So I am at the bottom of the world. What should I do next? First things first. Mark and I did a short ride through the other parts of Parque Nacional Tierra del Fuego. And then spent the better part of an hour or less looking for the only car/moto wash in town. After more than five-hundred miles of dirt roads since leaving Torres del Paine, I know my chain needed a good cleaning. Plus the rest of the bike could use some spit and polish. Mark and wife would be heading North tomorrow morning while I’d gear up for a asado (barbecue) at Pepe’s place outside of town with a bunch of friends. A perfect chance to open one of those bottles of Chilean wine courtesy of Cristian from Santiago.
Pepe’s house is incredible. In an exclusive new development about 20 minutes outside of town, it’s built of a great mix of Patagonian cypress and stone. While the views of the water and the great snowcapped mountains were fantastic as the sun set, the best part was the built in asador – the barbecue. In Argentina, an asado is serious stuff. They never use propane or charcoal.

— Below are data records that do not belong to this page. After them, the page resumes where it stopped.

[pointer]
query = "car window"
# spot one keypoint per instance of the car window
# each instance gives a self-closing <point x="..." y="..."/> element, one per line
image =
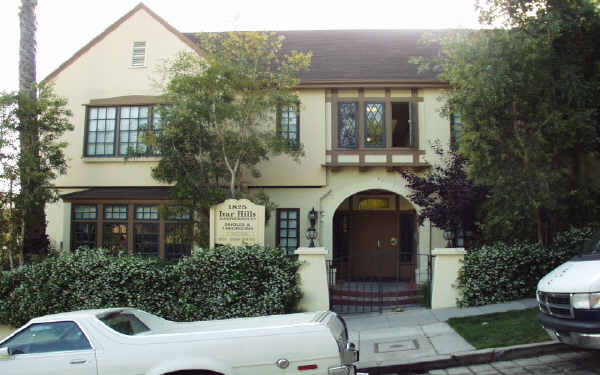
<point x="592" y="246"/>
<point x="125" y="323"/>
<point x="48" y="337"/>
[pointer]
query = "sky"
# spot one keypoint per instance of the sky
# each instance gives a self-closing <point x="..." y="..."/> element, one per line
<point x="64" y="26"/>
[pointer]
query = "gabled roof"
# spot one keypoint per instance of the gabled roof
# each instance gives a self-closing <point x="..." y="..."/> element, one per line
<point x="360" y="55"/>
<point x="339" y="56"/>
<point x="139" y="7"/>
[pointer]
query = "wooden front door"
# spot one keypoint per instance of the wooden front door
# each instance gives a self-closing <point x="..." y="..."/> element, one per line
<point x="374" y="245"/>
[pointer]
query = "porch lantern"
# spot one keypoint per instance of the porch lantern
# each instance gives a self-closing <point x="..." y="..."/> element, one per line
<point x="311" y="232"/>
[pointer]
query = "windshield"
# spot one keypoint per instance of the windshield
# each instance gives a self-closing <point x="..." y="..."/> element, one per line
<point x="592" y="247"/>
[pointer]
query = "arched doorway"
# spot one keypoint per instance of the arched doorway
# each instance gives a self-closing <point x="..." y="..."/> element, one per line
<point x="374" y="253"/>
<point x="374" y="233"/>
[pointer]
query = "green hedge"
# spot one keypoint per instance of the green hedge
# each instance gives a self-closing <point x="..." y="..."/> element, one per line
<point x="210" y="284"/>
<point x="504" y="272"/>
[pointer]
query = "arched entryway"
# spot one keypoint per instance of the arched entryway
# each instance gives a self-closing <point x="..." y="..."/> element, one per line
<point x="374" y="233"/>
<point x="375" y="261"/>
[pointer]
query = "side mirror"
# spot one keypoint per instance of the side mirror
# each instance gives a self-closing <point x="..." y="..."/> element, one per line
<point x="5" y="353"/>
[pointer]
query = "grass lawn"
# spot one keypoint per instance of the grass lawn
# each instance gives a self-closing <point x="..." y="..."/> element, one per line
<point x="501" y="329"/>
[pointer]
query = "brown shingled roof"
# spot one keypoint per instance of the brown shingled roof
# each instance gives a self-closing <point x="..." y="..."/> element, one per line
<point x="360" y="55"/>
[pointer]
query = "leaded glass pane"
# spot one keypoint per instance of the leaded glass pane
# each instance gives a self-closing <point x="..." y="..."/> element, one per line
<point x="374" y="125"/>
<point x="115" y="212"/>
<point x="146" y="213"/>
<point x="289" y="122"/>
<point x="85" y="212"/>
<point x="347" y="124"/>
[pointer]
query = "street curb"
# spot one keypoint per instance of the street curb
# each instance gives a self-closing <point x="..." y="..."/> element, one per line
<point x="476" y="357"/>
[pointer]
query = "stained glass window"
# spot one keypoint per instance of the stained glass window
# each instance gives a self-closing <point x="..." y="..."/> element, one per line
<point x="115" y="212"/>
<point x="101" y="131"/>
<point x="374" y="125"/>
<point x="347" y="124"/>
<point x="289" y="123"/>
<point x="146" y="212"/>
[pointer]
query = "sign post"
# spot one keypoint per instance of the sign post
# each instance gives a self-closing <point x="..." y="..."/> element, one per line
<point x="237" y="222"/>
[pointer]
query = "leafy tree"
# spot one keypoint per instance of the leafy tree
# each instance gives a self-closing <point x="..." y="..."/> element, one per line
<point x="446" y="195"/>
<point x="219" y="121"/>
<point x="35" y="170"/>
<point x="34" y="238"/>
<point x="528" y="97"/>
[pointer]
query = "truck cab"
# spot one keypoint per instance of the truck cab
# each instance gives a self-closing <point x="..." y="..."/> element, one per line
<point x="569" y="298"/>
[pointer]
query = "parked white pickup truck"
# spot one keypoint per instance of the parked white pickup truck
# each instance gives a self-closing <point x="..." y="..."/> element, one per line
<point x="569" y="298"/>
<point x="132" y="342"/>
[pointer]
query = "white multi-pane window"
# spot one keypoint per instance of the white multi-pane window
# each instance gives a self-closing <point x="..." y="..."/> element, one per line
<point x="289" y="123"/>
<point x="127" y="124"/>
<point x="138" y="55"/>
<point x="288" y="229"/>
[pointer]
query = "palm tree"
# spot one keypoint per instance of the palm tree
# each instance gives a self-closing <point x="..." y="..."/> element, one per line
<point x="33" y="217"/>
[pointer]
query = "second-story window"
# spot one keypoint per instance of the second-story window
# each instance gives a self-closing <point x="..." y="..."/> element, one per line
<point x="348" y="124"/>
<point x="402" y="125"/>
<point x="118" y="131"/>
<point x="375" y="125"/>
<point x="289" y="123"/>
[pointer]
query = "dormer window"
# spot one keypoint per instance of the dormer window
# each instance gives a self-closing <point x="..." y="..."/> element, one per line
<point x="138" y="56"/>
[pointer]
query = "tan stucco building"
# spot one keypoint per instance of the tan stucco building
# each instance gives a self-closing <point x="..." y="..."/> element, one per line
<point x="349" y="173"/>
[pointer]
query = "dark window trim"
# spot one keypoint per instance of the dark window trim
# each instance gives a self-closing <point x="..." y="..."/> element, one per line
<point x="414" y="99"/>
<point x="279" y="118"/>
<point x="116" y="139"/>
<point x="383" y="106"/>
<point x="158" y="216"/>
<point x="356" y="120"/>
<point x="278" y="228"/>
<point x="130" y="221"/>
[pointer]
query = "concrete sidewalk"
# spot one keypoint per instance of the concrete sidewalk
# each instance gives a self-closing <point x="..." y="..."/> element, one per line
<point x="415" y="335"/>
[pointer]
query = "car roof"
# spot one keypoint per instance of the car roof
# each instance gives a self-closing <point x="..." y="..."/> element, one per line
<point x="76" y="314"/>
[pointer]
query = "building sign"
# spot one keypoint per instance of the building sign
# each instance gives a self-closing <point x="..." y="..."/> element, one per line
<point x="237" y="222"/>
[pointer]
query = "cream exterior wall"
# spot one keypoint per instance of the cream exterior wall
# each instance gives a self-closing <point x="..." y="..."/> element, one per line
<point x="282" y="170"/>
<point x="103" y="72"/>
<point x="313" y="279"/>
<point x="446" y="265"/>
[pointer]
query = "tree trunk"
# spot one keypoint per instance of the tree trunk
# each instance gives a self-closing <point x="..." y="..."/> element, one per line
<point x="34" y="240"/>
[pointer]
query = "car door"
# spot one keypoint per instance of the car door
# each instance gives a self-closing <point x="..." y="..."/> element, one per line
<point x="56" y="348"/>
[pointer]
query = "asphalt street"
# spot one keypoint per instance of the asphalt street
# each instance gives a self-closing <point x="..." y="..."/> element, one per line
<point x="580" y="363"/>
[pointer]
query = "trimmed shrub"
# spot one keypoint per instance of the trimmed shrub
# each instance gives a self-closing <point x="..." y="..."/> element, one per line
<point x="210" y="284"/>
<point x="504" y="272"/>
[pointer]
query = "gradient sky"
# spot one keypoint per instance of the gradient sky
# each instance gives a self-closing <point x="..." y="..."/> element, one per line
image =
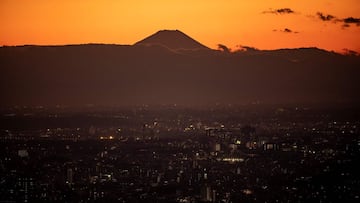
<point x="264" y="24"/>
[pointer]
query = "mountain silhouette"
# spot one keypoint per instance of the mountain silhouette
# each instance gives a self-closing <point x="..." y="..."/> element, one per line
<point x="137" y="74"/>
<point x="172" y="39"/>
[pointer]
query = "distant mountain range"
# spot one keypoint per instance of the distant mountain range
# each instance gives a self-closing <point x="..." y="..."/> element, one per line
<point x="171" y="67"/>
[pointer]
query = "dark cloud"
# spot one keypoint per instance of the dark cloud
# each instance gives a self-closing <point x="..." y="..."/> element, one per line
<point x="352" y="20"/>
<point x="346" y="21"/>
<point x="223" y="48"/>
<point x="281" y="11"/>
<point x="349" y="52"/>
<point x="286" y="30"/>
<point x="325" y="17"/>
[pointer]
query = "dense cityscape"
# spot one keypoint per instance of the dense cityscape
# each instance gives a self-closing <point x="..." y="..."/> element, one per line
<point x="223" y="153"/>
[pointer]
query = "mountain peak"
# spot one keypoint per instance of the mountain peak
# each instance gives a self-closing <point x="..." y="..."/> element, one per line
<point x="172" y="39"/>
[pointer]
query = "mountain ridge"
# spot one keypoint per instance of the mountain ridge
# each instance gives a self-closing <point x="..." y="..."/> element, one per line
<point x="130" y="74"/>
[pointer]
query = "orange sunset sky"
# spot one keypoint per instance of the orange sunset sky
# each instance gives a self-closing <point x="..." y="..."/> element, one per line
<point x="264" y="24"/>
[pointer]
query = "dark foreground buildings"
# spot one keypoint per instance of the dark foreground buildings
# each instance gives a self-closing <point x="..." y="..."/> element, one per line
<point x="172" y="154"/>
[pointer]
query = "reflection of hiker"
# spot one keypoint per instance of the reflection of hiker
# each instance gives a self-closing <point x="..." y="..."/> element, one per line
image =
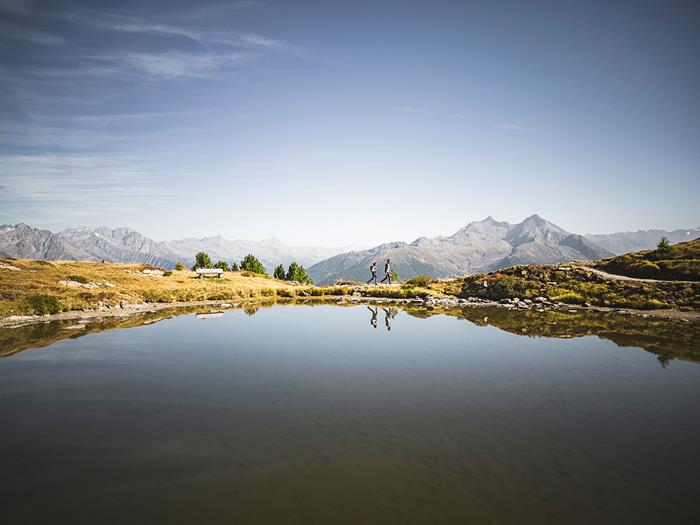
<point x="373" y="269"/>
<point x="387" y="318"/>
<point x="373" y="321"/>
<point x="387" y="271"/>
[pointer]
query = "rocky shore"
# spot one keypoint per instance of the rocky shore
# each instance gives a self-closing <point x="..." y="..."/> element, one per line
<point x="432" y="303"/>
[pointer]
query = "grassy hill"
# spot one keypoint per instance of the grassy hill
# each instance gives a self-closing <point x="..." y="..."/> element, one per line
<point x="652" y="279"/>
<point x="680" y="262"/>
<point x="28" y="287"/>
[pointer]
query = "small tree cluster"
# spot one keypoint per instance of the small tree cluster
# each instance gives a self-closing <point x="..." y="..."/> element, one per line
<point x="279" y="273"/>
<point x="252" y="264"/>
<point x="296" y="272"/>
<point x="222" y="265"/>
<point x="201" y="260"/>
<point x="663" y="249"/>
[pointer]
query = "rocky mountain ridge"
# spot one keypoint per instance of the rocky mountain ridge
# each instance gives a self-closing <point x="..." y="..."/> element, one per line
<point x="480" y="246"/>
<point x="124" y="245"/>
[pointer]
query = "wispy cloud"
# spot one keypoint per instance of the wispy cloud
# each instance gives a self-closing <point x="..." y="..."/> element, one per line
<point x="124" y="24"/>
<point x="20" y="7"/>
<point x="510" y="126"/>
<point x="34" y="37"/>
<point x="67" y="185"/>
<point x="178" y="64"/>
<point x="415" y="111"/>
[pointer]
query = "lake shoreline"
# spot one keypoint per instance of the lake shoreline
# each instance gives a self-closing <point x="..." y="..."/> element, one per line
<point x="430" y="303"/>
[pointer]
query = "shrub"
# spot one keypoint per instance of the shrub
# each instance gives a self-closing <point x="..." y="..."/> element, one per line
<point x="297" y="273"/>
<point x="664" y="250"/>
<point x="44" y="304"/>
<point x="279" y="273"/>
<point x="252" y="264"/>
<point x="221" y="265"/>
<point x="569" y="297"/>
<point x="201" y="260"/>
<point x="421" y="281"/>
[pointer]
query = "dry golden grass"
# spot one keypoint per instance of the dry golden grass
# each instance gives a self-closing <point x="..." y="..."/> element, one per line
<point x="37" y="287"/>
<point x="42" y="278"/>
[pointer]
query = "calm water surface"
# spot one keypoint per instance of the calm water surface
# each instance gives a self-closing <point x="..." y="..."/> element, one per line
<point x="329" y="415"/>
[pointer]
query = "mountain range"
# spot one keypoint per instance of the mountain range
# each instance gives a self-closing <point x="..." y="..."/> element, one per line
<point x="480" y="246"/>
<point x="124" y="245"/>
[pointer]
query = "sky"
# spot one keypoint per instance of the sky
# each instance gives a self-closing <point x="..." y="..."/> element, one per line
<point x="335" y="123"/>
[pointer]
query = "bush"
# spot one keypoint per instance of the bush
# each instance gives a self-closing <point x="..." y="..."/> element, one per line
<point x="44" y="304"/>
<point x="201" y="260"/>
<point x="421" y="281"/>
<point x="297" y="273"/>
<point x="221" y="265"/>
<point x="252" y="264"/>
<point x="279" y="273"/>
<point x="664" y="250"/>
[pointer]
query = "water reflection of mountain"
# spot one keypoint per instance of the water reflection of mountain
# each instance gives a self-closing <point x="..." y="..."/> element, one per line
<point x="668" y="339"/>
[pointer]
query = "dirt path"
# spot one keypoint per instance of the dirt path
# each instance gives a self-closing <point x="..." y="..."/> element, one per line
<point x="627" y="278"/>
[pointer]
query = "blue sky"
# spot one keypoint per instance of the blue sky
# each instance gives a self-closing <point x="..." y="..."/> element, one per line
<point x="348" y="122"/>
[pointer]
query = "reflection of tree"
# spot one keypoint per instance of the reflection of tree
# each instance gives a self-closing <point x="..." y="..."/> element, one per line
<point x="373" y="321"/>
<point x="251" y="309"/>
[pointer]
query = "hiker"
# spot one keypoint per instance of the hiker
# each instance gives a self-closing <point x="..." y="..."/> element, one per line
<point x="387" y="318"/>
<point x="387" y="271"/>
<point x="373" y="321"/>
<point x="373" y="269"/>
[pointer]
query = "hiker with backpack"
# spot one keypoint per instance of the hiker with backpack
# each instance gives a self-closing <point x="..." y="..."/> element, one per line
<point x="373" y="269"/>
<point x="387" y="271"/>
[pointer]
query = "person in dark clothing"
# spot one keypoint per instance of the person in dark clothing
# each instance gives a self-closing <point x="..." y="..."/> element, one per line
<point x="373" y="269"/>
<point x="373" y="321"/>
<point x="387" y="271"/>
<point x="388" y="316"/>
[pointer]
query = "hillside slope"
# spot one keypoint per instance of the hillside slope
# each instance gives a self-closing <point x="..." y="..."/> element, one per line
<point x="625" y="242"/>
<point x="680" y="262"/>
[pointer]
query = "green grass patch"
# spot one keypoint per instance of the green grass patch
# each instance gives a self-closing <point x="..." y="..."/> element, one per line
<point x="44" y="304"/>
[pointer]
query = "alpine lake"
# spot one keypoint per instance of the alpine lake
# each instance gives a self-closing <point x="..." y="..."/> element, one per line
<point x="363" y="413"/>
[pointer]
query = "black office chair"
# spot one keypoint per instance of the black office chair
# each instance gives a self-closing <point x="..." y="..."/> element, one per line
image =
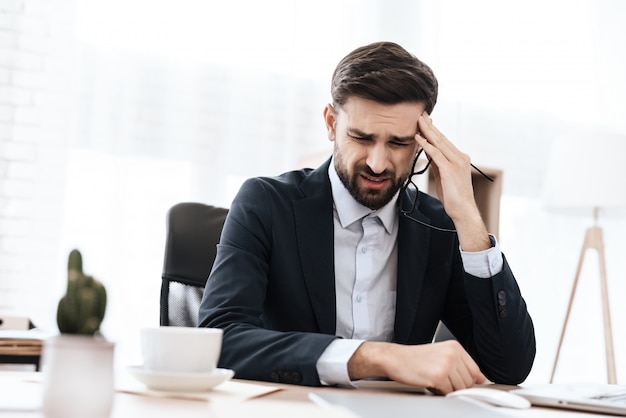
<point x="193" y="232"/>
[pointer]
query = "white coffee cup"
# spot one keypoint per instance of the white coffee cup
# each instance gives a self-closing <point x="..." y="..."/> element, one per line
<point x="181" y="349"/>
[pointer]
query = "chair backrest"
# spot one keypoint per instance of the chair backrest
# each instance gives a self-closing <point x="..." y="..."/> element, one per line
<point x="193" y="232"/>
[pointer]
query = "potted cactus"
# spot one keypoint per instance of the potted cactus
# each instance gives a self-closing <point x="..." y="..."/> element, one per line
<point x="78" y="363"/>
<point x="81" y="310"/>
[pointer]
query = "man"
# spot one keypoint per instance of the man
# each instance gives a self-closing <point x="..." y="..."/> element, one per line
<point x="321" y="279"/>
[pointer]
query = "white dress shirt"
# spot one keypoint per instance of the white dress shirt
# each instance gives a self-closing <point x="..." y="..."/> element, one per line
<point x="366" y="266"/>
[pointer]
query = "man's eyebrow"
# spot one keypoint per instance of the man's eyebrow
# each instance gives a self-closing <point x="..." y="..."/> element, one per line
<point x="360" y="134"/>
<point x="403" y="138"/>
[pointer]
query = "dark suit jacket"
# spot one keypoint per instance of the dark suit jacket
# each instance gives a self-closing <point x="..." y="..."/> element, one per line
<point x="272" y="287"/>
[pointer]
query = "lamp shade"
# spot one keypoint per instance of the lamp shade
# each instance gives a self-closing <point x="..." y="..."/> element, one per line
<point x="587" y="171"/>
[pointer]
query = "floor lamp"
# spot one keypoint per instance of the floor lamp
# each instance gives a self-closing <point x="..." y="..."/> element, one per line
<point x="587" y="176"/>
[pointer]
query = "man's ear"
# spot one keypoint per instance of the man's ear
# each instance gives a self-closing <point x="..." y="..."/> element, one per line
<point x="330" y="119"/>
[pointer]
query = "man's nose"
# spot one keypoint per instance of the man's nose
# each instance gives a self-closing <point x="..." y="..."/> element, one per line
<point x="377" y="159"/>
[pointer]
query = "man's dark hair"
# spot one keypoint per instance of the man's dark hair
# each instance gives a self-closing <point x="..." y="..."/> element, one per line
<point x="385" y="73"/>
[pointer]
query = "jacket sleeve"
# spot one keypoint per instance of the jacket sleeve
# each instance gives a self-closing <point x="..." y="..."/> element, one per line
<point x="258" y="345"/>
<point x="496" y="328"/>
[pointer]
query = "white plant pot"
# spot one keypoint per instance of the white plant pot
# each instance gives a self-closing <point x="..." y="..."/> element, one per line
<point x="78" y="377"/>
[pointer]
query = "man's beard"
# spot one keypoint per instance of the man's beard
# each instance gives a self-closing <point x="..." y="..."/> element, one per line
<point x="373" y="199"/>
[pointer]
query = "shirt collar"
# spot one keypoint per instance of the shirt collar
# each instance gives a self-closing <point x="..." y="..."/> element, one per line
<point x="350" y="211"/>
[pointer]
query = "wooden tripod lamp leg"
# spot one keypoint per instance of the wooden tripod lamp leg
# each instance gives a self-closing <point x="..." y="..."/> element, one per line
<point x="593" y="239"/>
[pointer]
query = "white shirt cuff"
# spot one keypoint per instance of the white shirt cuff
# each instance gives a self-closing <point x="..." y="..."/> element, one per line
<point x="483" y="264"/>
<point x="332" y="366"/>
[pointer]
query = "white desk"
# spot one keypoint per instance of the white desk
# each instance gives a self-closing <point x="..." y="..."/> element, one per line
<point x="23" y="388"/>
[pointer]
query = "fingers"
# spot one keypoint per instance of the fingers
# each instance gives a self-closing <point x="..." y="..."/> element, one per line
<point x="441" y="367"/>
<point x="436" y="145"/>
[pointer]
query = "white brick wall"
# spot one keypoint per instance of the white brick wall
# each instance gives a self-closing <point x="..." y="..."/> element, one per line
<point x="36" y="53"/>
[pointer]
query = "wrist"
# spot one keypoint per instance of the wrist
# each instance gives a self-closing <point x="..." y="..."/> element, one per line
<point x="368" y="360"/>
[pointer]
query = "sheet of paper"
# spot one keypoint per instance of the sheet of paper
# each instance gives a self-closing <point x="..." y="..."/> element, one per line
<point x="230" y="390"/>
<point x="273" y="408"/>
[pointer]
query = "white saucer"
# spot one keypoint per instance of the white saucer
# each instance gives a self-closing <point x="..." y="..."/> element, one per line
<point x="180" y="382"/>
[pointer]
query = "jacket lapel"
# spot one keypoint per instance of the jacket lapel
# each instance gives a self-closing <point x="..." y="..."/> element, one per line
<point x="412" y="260"/>
<point x="314" y="229"/>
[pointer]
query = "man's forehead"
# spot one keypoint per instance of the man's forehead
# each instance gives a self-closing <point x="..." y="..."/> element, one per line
<point x="400" y="119"/>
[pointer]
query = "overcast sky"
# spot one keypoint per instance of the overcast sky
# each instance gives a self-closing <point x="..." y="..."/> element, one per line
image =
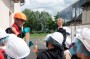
<point x="51" y="6"/>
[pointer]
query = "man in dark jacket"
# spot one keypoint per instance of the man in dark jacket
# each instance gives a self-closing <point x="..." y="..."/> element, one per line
<point x="54" y="44"/>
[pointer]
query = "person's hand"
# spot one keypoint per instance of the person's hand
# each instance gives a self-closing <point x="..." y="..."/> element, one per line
<point x="26" y="30"/>
<point x="60" y="22"/>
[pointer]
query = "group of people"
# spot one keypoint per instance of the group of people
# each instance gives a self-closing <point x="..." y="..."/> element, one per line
<point x="12" y="44"/>
<point x="60" y="45"/>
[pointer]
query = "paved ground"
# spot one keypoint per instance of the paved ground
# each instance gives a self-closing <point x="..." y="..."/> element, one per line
<point x="41" y="46"/>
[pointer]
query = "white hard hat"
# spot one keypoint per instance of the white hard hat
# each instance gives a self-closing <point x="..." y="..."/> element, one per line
<point x="16" y="47"/>
<point x="84" y="37"/>
<point x="68" y="41"/>
<point x="46" y="38"/>
<point x="58" y="37"/>
<point x="2" y="33"/>
<point x="67" y="29"/>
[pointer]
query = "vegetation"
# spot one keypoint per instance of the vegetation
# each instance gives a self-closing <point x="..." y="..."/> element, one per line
<point x="39" y="21"/>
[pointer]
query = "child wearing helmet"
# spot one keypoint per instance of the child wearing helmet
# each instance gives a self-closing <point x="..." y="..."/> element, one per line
<point x="55" y="49"/>
<point x="14" y="46"/>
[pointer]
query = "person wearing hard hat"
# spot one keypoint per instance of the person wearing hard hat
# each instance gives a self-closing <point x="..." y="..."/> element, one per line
<point x="82" y="42"/>
<point x="14" y="46"/>
<point x="55" y="49"/>
<point x="61" y="30"/>
<point x="17" y="27"/>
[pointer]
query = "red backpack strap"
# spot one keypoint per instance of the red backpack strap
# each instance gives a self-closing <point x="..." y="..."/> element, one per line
<point x="15" y="29"/>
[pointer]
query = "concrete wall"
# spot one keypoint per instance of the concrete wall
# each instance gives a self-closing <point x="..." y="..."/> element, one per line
<point x="86" y="15"/>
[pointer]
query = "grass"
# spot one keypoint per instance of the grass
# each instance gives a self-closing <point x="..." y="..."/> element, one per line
<point x="38" y="36"/>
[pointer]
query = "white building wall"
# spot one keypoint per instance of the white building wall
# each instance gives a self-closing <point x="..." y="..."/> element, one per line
<point x="86" y="15"/>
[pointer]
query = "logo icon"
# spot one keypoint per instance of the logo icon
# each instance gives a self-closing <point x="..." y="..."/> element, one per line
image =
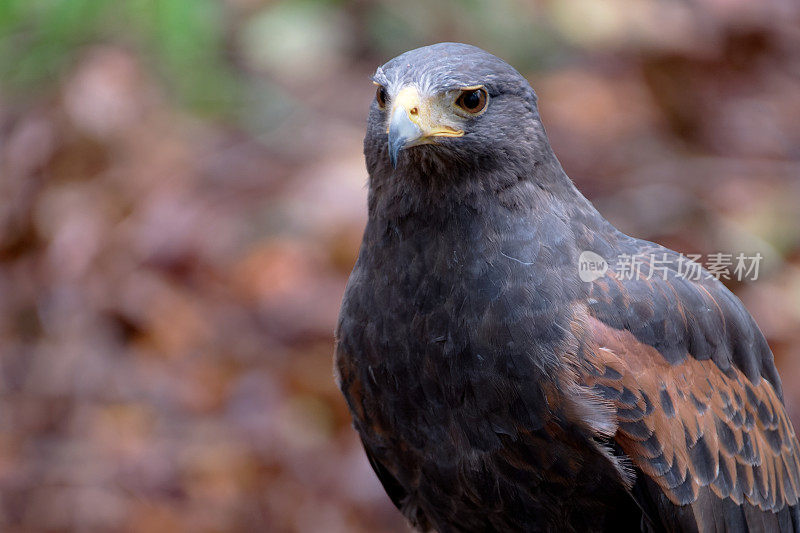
<point x="591" y="266"/>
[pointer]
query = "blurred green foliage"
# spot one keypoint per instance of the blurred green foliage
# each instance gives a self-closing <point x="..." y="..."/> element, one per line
<point x="40" y="39"/>
<point x="206" y="51"/>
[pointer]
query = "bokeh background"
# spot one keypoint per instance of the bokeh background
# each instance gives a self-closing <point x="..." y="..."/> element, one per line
<point x="182" y="194"/>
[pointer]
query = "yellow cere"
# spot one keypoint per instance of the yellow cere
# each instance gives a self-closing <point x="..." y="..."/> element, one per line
<point x="430" y="114"/>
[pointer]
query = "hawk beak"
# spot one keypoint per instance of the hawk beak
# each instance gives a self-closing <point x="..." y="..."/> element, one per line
<point x="402" y="131"/>
<point x="416" y="120"/>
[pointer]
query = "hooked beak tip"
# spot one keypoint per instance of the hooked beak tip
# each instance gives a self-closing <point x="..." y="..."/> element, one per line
<point x="402" y="131"/>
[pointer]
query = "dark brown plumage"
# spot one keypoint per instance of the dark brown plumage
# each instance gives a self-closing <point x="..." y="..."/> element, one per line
<point x="493" y="389"/>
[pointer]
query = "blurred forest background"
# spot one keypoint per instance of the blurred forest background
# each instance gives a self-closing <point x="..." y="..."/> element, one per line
<point x="182" y="194"/>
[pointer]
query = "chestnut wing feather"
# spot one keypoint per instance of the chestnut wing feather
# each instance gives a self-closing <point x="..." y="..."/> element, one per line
<point x="698" y="401"/>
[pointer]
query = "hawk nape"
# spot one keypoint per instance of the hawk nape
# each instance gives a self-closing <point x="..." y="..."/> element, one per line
<point x="493" y="389"/>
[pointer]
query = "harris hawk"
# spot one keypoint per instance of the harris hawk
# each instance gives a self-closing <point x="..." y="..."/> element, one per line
<point x="494" y="388"/>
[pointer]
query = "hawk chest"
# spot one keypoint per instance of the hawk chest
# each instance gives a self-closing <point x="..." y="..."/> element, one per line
<point x="443" y="340"/>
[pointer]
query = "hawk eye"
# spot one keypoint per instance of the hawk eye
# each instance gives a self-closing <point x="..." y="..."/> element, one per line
<point x="472" y="100"/>
<point x="380" y="96"/>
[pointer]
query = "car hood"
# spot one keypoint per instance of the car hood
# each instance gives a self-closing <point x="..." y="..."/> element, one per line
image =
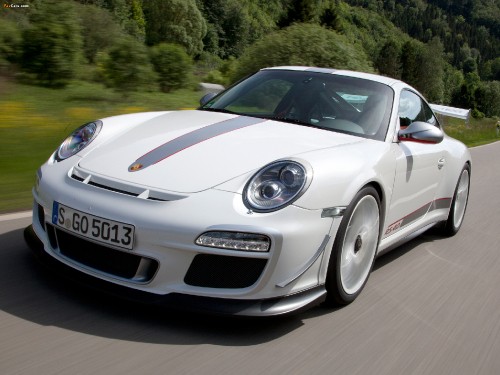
<point x="191" y="151"/>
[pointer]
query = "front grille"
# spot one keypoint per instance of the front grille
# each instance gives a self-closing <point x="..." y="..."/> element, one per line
<point x="219" y="271"/>
<point x="113" y="262"/>
<point x="41" y="216"/>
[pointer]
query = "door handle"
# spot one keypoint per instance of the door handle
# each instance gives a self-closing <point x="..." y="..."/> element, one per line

No. Only leña – or firewood. And the choice of wood is important as the flavors from the smoke impart delicate nuances to the meat being grilled. Plus, tending to the coals and the height of the adjustable grill is equally important. All asados will feature various cuts of meat. And the grill keeps grilling and the plates of meat keep coming. These guys get together for an asado at least once a week – – sometimes more. I felt honored to be invited and took notes as I watched Pepe tend to the asador. Sausages were cooked first and cut up, then the next cut and the next.
Flavors? Delicious. Wines? Outstanding. Company? Warm. We cracked one bottle of wine after another. Then watched a slide show of an adventure some of the guys took to a remote part of the island toward Cape Horn on quadrunners. We finished the evening sipping an italian liquor with Coca-Cola while watching Pink Floyd and other bands on the Live AID DVD. Sadly, the night had to end and when it did they all asked if I’d be at the next asado. Damn. I hate tempting questions.
Pepe prepares and then launches into his amazing asado. Notice the built in asador in his house. I’ve got to put one of these in my new house someday.
For now. I’ll hang another day or two in Ushuaia. Then I’ll have to move forward. I’ve been chatting over email and phone with my good friend Tim from NYC. He’s booked a flight to Buenos Aires the end of the month. That means I’ve got a couple weeks to go 2,000 miles. Plus, I plan a stop in Bolivar to see my good friends whom I met at the Chilean/Argentina border in December – Daniel and Juan. It will be the start of wind down exercise as I get closer to Buenos Aires.
Although these guys were a bit apprehensive about a Chilean wine, they were gracious and enjoyed the wine together. Thanks Cristian!
Pepe takes time to relax after an excellent asado. I’l be back!